Three structural pieces¶
Verbatim from Netflix Graph Abstraction Part I:
"This mechanism is balanced with configurable TTL windows, cache invalidation on deletes, and lease acquisitions with exponential backoff. These strategies provide the necessary consistency guarantees while still allowing the last-write timestamp to be refreshed according to the predefined staleness."
| Piece | Function |
|---|---|
| Configurable TTL | Bounds how long the "this link exists" assertion can be trusted before re-checking durable store. |
| Invalidate on delete | Explicit eviction when a link is removed; readers don't see a still-cached link that's already deleted in storage. |
| Lease + exponential backoff | When multiple writers race to update the same link, only one acquires the lease and writes durably; others back off, observe the refreshed cache, and skip their write. |
Mechanism¶
write_edge_link(S, T):
cache_entry = cache.get(S, T)
if cache_entry is fresh (within TTL):
if cache_entry.last_write_time >= staleness_floor:
# link already known; skip durable write entirely
cache.refresh(S, T, now)
return OK
# cache miss or stale; acquire lease
lease = cache.acquire_lease(S, T)
if lease is held by someone else:
backoff_exponentially()
return write_edge_link(S, T) # retry; loser sees winner's refresh
# we hold the lease; write durably
durable_store.put(S, T, idempotency_token(now))
cache.put(S, T, last_write_time=now)
cache.release_lease(lease)
return OK
delete_edge_link(S, T):
durable_store.delete(S, T, idempotency_token(now))
cache.invalidate(S, T)
# entropy-repair pipeline will retry if delete partially fails
Why edge links specifically¶
The pattern works because edge link records are tiny — just the link identity + a last-write timestamp. They're a perfect fit for a small, high-throughput cache:
- The cache value is essentially a Boolean ("exists?") + a timestamp.
- Cache hit rate is high in graph workloads where the same edges are written repeatedly (heartbeat-style writes refreshing liveness).
- Memory cost per cached entry is minimal.
Edge properties by contrast are read-aside-cached, not write-aside-cached, because property bags are larger and have different access shapes (patterns/read-aside-cache-with-dual-invalidation).
Trade-off — staleness vs. write reduction¶
The TTL window expresses the system's tolerance for stale last-write timestamps. A long TTL maximises write reduction (many redundant writes elided) but means the cache may report the link existed when it has just been deleted; a short TTL narrows the staleness window at the cost of more durable writes.
Netflix configures this per namespace so each graph dataset can pick its own point on the curve.

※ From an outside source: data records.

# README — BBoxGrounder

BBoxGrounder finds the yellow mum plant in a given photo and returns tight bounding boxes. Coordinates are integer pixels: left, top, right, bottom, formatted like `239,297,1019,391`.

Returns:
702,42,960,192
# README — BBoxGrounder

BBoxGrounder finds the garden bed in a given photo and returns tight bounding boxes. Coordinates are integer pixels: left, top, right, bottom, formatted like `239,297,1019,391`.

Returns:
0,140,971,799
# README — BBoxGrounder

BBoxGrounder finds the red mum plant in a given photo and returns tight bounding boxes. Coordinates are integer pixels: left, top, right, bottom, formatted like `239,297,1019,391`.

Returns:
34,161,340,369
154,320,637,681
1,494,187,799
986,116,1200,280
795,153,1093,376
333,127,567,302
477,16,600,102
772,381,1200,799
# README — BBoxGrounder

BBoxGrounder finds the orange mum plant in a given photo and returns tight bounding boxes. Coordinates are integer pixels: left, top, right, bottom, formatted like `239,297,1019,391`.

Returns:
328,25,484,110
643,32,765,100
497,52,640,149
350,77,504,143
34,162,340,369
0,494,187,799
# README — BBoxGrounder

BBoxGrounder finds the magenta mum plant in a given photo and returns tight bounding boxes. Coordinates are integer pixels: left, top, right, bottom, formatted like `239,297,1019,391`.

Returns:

Lease + backoff to avoid thundering herd¶
When a popular edge is being written by many concurrent paths (common in graph workloads — many traversals lead to the same high-fanout edge), the lease mechanism ensures only one writer goes to durable store. The others observe a refreshed cache entry on retry and skip their write. The exponential backoff prevents lock-step retry storms.
Risks¶
- Cache outage = falling back to all writes hitting durable store. The system must still be sized for the unsupressed rate. Cache is an optimisation, not a load-bearing dependency.
- Stale cache after concurrent delete. A read-aside reader
could see a freshly-deleted link as still existing inside the
TTL window. Mitigation:
invalidate on deletemakes the stale window short; LWW at the storage layer guarantees the read eventually converges. - Lease lock-out under coordinator failure. If the lease store fails, writers can't acquire leases and may either fall through to direct writes (loss of suppression) or back off indefinitely. Lease store needs its own availability story.
When to use¶
- Graph workloads with high write amplification across multi- namespace edges.
- Graphs where the same edges are written repeatedly (liveness, heartbeat, frequent updates).
- Substrates with affordable in-process or low-latency external caches.
When not to use¶
- Edge writes are rare and low-volume.
- Storage layer already deduplicates writes cheaply.
- Cache layer is unreliable and would push the system below the durable-store rate target.
Seen in¶
- sources/2026-05-29-netflix-high-throughput-graph-abstraction-at-netflix-part-i — canonical wiki disclosure; the write-aside cache for edge links is one of two caching strategies disclosed for Netflix Graph Abstraction (the other is read-aside EVCache for properties).